Launy Grøndahl’s Trombone Concerto has been published and edited multiple times since it was composed in 1924, with the full orchestral score first appearing in print in 1954. The piano reduction was first published in 1929, and Per Gade edited both the orchestral score and piano edition in 1992. Poul Ivan Møller arranged the piece for concert band in 1984, with the score and parts published as copies of the handwritten manuscript.
In 2016 David J. Miller, trombonist and arranger at Barclay Brass in Washington DC, contacted Edition·S and suggested to correct Møller’s arrangement for concert band following Grøndahl’s original orchestral manuscript, so that an engraved version of the score and parts could be published.
Find the new critical edition of Launy Grøndahl's Concerto for Trombone and Band here >>
In the introduction to the new critical edition, David J. Miller writes:
“The concerto was originally premiered on 30 June 1925 in a version for solo trombone and wind band, according to Martin Granau’s article that appeared in the Spring 1998 ITA Journal. Although this premiere was performed by wind band, it was composed with an orchestral setting in mind. Grøndahl completed his version for orchestra on 30 November 1926; this date is found at the end of his handwritten manuscript. A comparison of the 1926 orchestral score and the 1984 Møller band score showed me that there were several inconsistencies in tempi and articulation.
In this orchestral manuscript, there are several passages that are marked “come sopra” (as before) with measure numbers written over the empty measures in question. This is one of many examples where a type of shorthand was used to save time, and the publisher or conductor was expected to understand the abbreviations. In some cases, these markings turned out to be incorrect. Additionally, orchestrational changes were made from the initial composition to the time it was published: the original harp part was changed to piano, and a timpani part was added, which had been written as part of the wind band version.
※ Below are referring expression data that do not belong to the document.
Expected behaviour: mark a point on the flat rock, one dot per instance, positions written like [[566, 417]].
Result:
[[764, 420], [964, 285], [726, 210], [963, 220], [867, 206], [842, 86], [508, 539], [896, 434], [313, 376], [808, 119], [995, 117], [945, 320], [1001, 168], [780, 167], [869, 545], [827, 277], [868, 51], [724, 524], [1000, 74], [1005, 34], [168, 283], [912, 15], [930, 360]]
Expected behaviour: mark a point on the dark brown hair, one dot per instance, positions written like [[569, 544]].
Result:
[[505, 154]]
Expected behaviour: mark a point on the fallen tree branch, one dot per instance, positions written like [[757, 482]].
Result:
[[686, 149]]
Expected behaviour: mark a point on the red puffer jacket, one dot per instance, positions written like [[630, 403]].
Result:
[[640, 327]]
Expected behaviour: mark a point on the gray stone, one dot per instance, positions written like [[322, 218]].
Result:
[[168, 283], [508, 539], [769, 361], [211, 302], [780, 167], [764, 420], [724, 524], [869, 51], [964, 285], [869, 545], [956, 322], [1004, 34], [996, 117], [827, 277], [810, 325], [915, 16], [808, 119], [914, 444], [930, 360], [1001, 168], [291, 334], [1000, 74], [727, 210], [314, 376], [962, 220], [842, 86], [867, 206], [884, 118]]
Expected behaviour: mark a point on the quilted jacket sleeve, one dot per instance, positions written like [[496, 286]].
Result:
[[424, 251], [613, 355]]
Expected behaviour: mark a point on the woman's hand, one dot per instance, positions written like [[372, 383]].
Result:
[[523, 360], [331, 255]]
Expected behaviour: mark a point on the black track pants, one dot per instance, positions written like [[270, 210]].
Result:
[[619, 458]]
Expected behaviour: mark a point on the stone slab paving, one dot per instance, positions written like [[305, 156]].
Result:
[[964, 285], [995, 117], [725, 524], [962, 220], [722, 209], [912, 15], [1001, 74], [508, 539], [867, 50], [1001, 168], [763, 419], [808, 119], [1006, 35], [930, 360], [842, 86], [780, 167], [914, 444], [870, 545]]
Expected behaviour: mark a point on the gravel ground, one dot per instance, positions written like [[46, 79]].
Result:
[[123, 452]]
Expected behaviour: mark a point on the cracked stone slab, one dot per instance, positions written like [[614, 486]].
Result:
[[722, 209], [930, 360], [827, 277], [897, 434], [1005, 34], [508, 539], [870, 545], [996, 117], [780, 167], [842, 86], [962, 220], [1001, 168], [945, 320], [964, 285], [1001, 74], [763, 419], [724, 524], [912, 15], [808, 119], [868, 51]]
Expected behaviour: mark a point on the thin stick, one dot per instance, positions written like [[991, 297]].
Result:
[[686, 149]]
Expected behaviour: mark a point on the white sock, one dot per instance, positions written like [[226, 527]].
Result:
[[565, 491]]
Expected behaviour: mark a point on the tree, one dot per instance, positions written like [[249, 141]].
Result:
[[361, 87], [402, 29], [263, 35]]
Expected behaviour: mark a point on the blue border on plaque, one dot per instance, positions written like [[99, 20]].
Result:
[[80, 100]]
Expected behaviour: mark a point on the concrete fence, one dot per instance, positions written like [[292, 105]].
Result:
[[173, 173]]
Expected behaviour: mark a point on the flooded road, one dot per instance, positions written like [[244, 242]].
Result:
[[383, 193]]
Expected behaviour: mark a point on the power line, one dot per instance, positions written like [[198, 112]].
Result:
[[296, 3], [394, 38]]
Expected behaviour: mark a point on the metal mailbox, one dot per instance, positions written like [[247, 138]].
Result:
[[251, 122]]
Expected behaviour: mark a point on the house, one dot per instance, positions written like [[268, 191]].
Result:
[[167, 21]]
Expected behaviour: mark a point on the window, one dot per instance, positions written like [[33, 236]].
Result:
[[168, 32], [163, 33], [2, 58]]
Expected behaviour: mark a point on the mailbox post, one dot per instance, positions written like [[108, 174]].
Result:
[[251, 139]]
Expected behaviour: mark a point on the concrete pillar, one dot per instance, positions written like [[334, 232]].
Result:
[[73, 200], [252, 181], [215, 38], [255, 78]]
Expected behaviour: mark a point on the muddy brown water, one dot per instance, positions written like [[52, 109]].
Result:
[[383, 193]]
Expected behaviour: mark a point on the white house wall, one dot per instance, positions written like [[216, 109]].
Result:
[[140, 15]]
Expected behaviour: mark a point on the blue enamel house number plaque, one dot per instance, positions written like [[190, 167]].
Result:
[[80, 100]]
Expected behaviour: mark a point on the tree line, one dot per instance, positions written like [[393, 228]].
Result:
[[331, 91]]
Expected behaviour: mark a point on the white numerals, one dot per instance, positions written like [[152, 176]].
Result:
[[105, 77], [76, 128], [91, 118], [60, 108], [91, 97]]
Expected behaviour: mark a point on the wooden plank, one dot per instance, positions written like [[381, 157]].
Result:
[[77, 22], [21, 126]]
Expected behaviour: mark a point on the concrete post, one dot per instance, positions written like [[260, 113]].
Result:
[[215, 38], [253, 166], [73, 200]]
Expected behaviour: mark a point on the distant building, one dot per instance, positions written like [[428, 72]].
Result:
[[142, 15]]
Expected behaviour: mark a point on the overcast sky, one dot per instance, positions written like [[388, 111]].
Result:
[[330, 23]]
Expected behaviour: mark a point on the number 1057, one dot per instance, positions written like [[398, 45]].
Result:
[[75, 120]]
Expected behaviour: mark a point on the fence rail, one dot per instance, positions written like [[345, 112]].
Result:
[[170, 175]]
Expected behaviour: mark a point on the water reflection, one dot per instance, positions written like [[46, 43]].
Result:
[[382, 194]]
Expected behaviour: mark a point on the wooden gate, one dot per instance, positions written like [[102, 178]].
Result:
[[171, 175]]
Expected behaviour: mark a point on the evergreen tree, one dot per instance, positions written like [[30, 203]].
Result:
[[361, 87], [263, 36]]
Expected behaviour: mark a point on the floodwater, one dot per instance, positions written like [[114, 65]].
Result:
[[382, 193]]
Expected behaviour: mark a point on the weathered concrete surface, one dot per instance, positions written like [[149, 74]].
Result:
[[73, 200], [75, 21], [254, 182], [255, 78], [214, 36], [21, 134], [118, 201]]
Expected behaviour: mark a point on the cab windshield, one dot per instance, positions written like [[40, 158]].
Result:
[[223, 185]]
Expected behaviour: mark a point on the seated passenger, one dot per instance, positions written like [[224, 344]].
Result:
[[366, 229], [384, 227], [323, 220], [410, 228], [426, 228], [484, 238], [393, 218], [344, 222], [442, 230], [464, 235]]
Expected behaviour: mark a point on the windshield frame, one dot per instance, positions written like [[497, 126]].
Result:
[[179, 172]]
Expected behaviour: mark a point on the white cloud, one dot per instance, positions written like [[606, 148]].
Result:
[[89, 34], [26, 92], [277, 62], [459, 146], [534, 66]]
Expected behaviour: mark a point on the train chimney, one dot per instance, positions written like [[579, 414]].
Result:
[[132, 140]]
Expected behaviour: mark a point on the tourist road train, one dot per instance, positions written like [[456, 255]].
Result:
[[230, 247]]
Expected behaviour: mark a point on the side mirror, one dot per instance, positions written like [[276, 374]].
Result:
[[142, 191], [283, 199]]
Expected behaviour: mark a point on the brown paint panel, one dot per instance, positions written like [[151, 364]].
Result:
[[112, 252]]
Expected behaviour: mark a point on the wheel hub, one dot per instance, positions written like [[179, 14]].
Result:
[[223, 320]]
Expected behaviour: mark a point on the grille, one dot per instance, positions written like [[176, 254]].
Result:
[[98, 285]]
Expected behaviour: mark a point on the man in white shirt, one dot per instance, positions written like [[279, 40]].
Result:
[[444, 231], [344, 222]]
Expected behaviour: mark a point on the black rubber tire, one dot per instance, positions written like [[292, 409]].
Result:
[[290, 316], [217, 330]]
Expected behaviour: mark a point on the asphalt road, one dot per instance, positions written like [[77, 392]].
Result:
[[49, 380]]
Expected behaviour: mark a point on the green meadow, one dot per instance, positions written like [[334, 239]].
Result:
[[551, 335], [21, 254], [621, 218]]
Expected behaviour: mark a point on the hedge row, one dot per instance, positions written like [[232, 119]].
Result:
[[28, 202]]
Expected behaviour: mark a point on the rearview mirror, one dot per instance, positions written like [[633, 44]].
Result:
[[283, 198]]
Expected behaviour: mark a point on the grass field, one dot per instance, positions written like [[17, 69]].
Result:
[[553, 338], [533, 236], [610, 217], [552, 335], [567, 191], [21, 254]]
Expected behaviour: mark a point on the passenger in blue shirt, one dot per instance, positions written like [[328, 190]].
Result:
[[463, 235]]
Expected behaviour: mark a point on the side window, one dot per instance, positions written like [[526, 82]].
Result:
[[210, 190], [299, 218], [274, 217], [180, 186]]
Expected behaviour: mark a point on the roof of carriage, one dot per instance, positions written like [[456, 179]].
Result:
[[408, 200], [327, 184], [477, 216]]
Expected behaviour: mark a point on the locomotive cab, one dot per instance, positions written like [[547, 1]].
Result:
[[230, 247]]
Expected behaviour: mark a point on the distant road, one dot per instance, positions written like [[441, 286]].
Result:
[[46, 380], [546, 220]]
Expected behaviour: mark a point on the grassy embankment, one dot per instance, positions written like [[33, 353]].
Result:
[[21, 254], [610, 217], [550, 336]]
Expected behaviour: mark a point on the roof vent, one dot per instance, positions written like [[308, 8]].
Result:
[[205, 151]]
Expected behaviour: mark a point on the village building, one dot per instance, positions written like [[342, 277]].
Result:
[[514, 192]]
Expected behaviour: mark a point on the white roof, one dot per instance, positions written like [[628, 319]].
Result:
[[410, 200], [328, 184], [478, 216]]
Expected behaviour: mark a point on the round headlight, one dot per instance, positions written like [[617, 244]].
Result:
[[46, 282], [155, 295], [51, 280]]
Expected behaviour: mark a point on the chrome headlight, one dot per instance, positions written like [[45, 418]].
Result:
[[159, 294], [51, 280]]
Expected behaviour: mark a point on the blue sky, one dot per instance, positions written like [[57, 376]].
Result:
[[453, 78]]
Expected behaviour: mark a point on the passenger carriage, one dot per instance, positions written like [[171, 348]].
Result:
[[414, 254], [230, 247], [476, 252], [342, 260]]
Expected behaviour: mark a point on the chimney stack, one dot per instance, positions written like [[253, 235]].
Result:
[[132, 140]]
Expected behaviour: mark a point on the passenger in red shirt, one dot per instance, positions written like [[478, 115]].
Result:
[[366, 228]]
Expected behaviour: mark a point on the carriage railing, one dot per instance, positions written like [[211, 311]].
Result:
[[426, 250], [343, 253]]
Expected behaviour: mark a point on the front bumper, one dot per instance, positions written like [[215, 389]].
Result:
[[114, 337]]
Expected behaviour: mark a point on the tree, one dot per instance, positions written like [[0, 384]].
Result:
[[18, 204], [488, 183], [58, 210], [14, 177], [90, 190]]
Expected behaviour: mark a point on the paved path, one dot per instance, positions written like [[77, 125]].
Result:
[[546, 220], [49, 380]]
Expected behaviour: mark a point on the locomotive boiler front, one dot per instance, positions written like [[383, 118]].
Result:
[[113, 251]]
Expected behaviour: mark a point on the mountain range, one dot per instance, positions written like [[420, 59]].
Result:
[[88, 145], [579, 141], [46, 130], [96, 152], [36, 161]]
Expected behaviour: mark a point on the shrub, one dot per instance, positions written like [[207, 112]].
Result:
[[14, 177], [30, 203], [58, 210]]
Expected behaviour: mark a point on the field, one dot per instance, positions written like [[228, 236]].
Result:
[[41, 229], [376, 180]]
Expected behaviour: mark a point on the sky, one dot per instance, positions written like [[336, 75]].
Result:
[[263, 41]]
With the piece having been published 30 years after it was composed, many aspects of performance practice have become standardized. Keeping these issues in mind, I realized that the manuscript could not be treated as the only authoritative source. I found that the best way to approach this critical edition was to compare Møller’s band arrangement against the manuscript, as well as the 1992 editions of both the piano reduction and the orchestral score.”